Она открыла глаза и улыбнулась Тому, вложив в эту улыбку как можно больше оптимизма.
– Что? – спросил он.
– Что «что»?
– Ты что смотришь?
– Не знаю.
– Ну так не смотри.
– Да не заводись ты!
– Элли! – Мать резко развернулась на сиденье.
– Я просто улыбнулась!
– Ну так не улыбайся.
Элли ссутулилась на сиденье. Ей вдруг захотелось стать древней старушкой. С радостью бы променяла свою жизнь на ту, что почти подошла к концу, лишь бы не быть сейчас здесь. Ты – основной свидетель, повторял отец. Должна оказать поддержку.
Они заставили ее надеть юбку и блузку, которые она надевала на похороны деда. Юбка была из черного нейлона и липла к бедрам. Блузка была темно-серая. Перед выходом она изучила себя в зеркале в коридоре.
– Да я на монашку похожа.
– Ты прекрасно выглядишь, – уверила ее мать.
Им и нужна была монашка. Никакого красного лака на ногтях, фиолетовой помады и ярко-оранжевых обтягивающих мини-юбок. Хорошие девочки в таких нарядах не разгуливают.
Том вдруг выпрямился:
– Кто все эти люди?
У ворот собралась небольшая толпа. Группа из девяти-десяти подростков шла ко входу в здание суда.
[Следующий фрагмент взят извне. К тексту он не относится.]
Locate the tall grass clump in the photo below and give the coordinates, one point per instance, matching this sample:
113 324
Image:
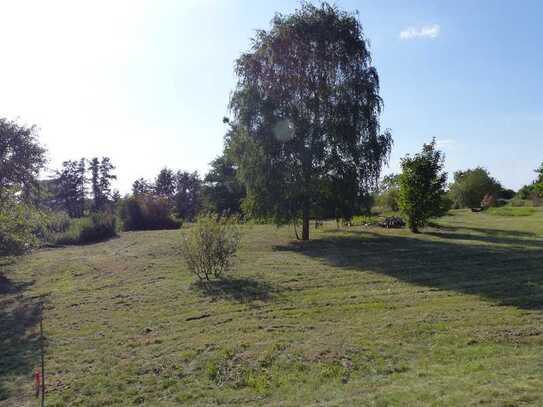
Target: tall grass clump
148 212
210 245
98 227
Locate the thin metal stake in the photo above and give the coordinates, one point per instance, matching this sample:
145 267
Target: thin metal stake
42 360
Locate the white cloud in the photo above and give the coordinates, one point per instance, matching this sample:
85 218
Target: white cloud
424 31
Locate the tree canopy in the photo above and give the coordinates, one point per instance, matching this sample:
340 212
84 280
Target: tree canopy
21 156
471 186
422 186
306 109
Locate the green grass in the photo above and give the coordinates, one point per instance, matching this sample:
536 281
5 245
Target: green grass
357 316
512 211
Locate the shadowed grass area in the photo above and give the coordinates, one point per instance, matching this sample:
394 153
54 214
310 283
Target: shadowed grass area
356 316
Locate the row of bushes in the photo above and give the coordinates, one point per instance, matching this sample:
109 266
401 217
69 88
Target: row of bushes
147 212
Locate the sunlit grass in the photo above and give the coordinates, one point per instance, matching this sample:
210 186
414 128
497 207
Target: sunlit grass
356 316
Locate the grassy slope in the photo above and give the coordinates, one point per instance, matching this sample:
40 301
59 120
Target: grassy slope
361 316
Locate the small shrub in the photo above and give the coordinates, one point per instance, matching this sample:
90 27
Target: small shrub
96 228
209 246
488 201
102 226
148 212
518 203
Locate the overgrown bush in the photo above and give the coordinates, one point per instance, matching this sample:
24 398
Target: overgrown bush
51 224
17 225
96 228
488 201
209 246
148 212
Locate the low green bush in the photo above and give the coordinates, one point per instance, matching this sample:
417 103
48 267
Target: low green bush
148 212
209 246
95 228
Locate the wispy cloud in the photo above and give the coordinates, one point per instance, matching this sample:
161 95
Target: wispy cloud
424 31
445 142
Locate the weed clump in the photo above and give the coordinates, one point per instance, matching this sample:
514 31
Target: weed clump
210 245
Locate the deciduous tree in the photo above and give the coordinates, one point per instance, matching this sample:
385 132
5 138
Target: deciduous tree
306 109
422 186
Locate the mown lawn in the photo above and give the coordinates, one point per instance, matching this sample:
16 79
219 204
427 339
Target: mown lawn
359 316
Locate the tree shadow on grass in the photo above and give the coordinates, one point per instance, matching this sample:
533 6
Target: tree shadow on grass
19 335
238 289
507 270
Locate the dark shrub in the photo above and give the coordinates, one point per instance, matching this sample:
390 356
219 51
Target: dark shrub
148 212
209 246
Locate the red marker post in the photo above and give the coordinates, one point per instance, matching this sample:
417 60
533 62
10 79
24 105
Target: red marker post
37 377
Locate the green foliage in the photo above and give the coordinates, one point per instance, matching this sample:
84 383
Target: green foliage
389 193
165 183
471 186
209 246
147 212
488 201
70 188
21 157
18 222
362 220
98 227
422 184
533 191
187 199
101 176
222 191
306 131
512 211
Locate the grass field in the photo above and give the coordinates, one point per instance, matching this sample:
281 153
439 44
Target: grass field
357 316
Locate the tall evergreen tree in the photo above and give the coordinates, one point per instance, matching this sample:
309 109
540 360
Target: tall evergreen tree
142 187
165 183
71 187
101 177
187 196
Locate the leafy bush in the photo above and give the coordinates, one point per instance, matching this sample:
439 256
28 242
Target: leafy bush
470 187
17 225
50 225
148 212
488 201
209 246
96 228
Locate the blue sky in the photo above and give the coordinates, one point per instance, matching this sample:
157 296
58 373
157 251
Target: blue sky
147 82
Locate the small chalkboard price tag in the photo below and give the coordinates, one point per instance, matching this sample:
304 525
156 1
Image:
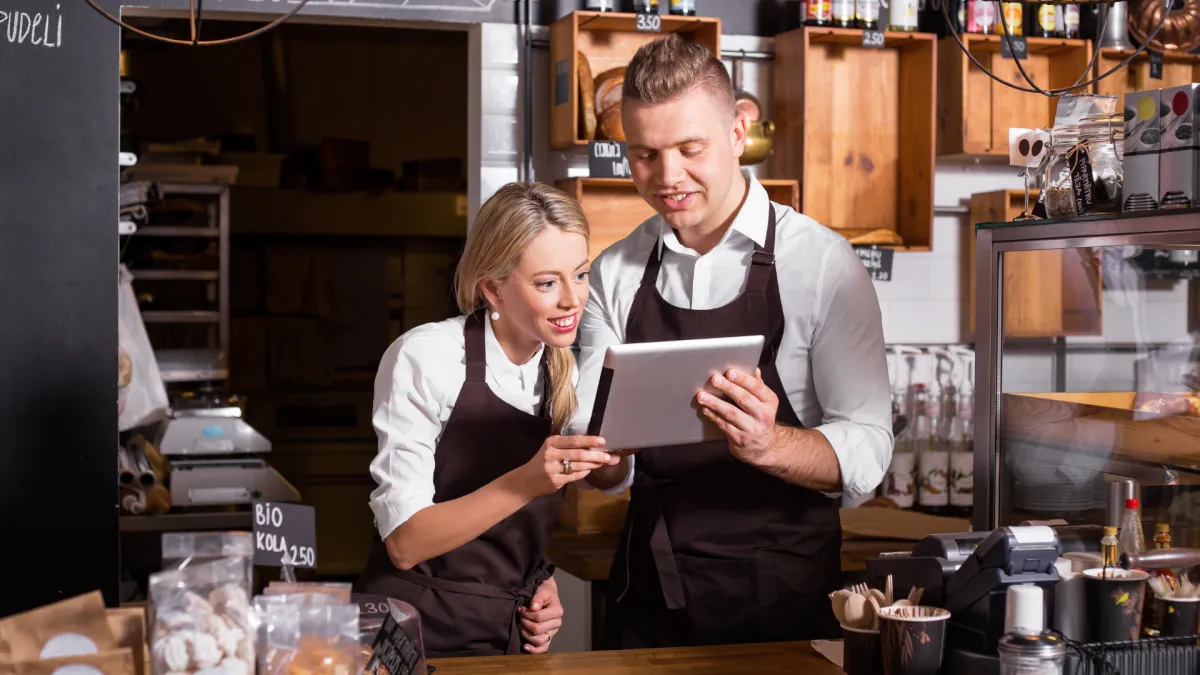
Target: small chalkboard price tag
877 261
606 159
285 535
393 651
1081 183
648 22
873 39
1013 47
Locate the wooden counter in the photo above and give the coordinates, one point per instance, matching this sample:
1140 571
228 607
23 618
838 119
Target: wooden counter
762 659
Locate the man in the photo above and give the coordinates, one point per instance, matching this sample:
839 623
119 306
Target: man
738 541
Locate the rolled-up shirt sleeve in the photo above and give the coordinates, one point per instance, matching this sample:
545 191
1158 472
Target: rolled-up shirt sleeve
850 372
407 417
598 332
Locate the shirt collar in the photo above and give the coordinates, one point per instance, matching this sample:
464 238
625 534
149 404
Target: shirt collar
750 221
499 364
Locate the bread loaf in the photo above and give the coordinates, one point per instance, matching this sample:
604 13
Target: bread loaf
609 89
587 100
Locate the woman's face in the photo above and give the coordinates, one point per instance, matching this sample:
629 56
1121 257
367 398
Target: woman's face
544 297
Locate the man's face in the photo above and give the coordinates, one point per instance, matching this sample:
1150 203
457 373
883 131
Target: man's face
683 155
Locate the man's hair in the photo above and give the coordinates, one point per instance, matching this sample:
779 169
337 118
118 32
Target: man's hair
672 66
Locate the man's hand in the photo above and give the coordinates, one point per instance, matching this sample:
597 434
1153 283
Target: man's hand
543 619
749 422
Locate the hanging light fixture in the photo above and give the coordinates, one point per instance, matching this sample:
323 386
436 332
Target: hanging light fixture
1033 87
195 23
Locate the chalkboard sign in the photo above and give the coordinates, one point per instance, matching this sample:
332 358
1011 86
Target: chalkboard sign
606 159
285 535
59 101
877 261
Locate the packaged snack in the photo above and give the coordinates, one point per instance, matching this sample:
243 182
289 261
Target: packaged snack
203 620
71 627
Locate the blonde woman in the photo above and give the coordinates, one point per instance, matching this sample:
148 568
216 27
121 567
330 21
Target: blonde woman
469 413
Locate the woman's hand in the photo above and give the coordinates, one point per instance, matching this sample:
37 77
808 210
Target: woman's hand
543 619
565 459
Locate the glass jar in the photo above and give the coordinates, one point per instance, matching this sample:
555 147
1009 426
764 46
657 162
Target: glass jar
1031 655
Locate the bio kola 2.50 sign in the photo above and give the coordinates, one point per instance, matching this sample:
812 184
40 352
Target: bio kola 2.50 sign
285 535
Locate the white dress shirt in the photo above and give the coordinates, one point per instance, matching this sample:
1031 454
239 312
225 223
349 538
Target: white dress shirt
415 390
832 359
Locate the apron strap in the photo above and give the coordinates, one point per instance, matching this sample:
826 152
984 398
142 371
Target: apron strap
477 348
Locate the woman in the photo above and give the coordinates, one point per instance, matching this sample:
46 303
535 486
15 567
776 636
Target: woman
468 412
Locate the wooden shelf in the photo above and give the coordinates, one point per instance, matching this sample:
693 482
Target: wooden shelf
609 40
975 112
857 126
265 210
1177 70
613 207
1047 293
1103 425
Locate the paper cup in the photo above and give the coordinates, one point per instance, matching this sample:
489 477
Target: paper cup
862 652
1115 599
1179 616
913 639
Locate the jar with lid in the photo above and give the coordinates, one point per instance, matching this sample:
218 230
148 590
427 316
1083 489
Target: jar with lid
1044 653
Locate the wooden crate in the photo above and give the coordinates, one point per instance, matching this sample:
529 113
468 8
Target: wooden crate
1047 293
1177 70
613 207
592 512
857 126
609 40
975 112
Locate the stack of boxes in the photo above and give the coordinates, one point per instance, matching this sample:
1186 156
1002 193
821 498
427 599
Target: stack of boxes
1162 150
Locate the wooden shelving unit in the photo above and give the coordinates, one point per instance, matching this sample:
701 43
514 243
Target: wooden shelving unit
609 40
1047 293
1177 70
615 208
857 126
975 112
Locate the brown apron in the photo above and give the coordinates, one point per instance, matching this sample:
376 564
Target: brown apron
717 551
468 597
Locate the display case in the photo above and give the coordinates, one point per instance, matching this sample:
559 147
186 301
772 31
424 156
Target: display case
1056 418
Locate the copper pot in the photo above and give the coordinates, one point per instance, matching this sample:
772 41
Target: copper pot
1181 33
760 141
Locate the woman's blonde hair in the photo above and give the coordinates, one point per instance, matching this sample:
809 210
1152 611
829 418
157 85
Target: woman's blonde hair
505 226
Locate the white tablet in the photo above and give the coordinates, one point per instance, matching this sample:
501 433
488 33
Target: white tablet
647 392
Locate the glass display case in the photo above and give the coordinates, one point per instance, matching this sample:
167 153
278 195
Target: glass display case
1109 392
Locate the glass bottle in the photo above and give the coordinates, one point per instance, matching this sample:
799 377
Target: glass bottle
683 7
867 15
817 12
1132 539
843 13
903 15
1013 17
1047 21
1071 22
1109 548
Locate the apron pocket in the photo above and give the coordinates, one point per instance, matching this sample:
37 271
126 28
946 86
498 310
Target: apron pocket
723 598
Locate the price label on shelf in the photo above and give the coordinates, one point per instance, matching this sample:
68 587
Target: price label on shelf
606 159
877 261
1156 65
285 535
873 39
1013 47
649 22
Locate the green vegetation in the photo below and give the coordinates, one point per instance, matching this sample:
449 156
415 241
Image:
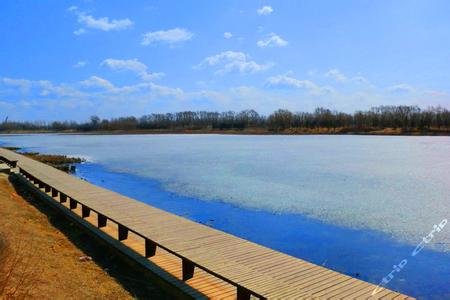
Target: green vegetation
378 120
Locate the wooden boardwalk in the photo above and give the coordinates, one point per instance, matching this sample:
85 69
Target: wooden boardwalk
205 262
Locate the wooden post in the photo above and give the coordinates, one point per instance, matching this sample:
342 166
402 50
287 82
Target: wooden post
85 211
72 204
243 293
123 232
150 248
101 220
188 269
62 197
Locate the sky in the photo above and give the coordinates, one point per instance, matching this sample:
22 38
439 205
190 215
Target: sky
68 60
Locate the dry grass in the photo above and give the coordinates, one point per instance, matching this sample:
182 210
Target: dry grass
40 253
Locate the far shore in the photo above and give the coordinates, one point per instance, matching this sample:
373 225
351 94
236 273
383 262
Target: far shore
250 131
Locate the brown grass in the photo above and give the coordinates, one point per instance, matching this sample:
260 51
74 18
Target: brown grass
40 253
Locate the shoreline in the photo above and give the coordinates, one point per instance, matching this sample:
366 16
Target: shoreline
296 235
293 131
47 247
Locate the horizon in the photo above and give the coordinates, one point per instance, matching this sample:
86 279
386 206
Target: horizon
115 60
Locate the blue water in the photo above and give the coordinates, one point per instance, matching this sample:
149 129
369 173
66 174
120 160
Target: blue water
356 204
368 255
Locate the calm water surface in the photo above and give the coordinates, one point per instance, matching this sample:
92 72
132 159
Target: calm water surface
356 204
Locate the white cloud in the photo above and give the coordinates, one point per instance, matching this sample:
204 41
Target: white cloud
80 64
95 81
103 24
227 35
23 84
265 10
133 65
233 61
171 36
272 40
60 90
336 75
400 88
291 82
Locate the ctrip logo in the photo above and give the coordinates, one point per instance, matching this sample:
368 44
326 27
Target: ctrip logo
397 268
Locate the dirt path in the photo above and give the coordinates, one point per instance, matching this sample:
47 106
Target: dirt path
44 249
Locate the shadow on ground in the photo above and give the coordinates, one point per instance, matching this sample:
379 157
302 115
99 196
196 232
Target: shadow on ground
128 276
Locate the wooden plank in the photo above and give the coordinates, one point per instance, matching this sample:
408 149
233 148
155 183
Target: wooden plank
251 268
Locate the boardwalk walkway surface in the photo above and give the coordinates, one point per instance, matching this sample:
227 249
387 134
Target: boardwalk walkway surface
206 263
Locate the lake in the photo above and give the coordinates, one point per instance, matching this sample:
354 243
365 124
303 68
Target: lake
356 204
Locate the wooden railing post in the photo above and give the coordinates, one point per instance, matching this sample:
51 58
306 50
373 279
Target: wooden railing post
101 220
243 293
72 204
85 211
150 248
123 232
188 269
62 197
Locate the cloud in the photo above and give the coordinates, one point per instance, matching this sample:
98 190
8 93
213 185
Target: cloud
336 75
272 40
233 61
80 64
171 36
95 81
400 88
265 10
133 65
227 35
23 84
286 81
103 24
59 90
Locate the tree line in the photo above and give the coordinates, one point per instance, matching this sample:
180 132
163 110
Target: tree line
381 117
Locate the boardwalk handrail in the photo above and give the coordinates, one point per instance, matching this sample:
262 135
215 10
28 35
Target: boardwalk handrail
251 268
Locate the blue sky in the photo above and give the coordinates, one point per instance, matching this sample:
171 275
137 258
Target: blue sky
73 59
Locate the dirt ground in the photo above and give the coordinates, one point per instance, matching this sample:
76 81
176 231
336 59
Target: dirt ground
41 251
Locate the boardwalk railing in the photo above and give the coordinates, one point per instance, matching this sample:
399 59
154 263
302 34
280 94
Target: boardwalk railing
253 269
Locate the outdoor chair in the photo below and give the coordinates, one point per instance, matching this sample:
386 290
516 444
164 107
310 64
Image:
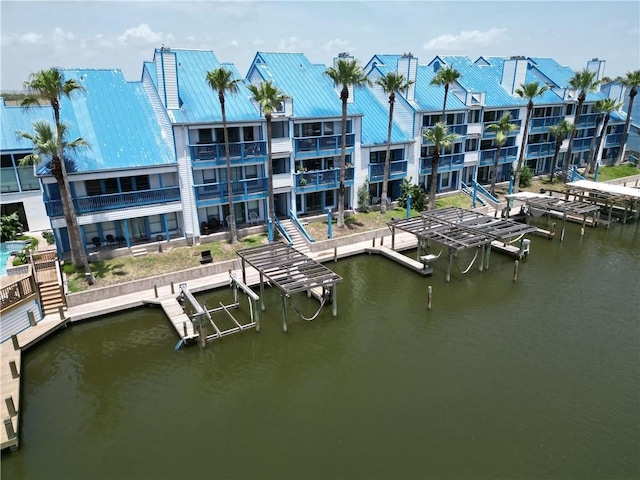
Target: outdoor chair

– Они на мое дело пришли? – В его голосе слышалась паника.
Элли прижала нос к окну. У подножия лестницы ребята остановились. Одна из девочек проверила мобильник. Двое парней сели на ступеньки.
– Двери еще закрыты, – проговорила Элли. – Они войти не могут.
Том огляделся.
– Девчонка в голубой куртке, – сказал он, – она из колледжа. И та, что рядом!
Он всполошился не на шутку. В глазах было отчаяние, он вспотел, и ему, кажется, было все равно, что все увидят его таким. Элли попыталась придумать какие-то слова, которые помогли бы, но ничего не лезло в голову, кроме жестоких, озлобленных: ты сам виноват и… но разве можно говорить такое вслух? Однако как он не понимает, что это и есть он. Его настоящее, до смерти испуганное «я». Интересно, знал ли он себя таким до того, как все началось?
– Не позволяй им себя запугать, – процедил отец. – Давай, Том, соберись.
Элли вдруг окутал странный покой. Если Том не в силах с собой совладать, может, они все просто поедут домой? Или он сойдет сума, они вызовут «скорую» из психушки, и его увезут, а они с мамой и папой тем временем пойдут пить кофе с тортом и позабудут о нем вообще.
Том несколько раз глубоко вздохнул, выдыхая через рот, как будто выдувал колечки дыма. Может, у него возникнет гипервентиляция? От этого умирают?
– Зачем они вообще пришли? – не унимался он. – Какое им дело?
– Не знаю, – сказал отец. – Безумие какое-то. На открытое слушание может прийти кто угодно, но какой в этом толк – не пойму.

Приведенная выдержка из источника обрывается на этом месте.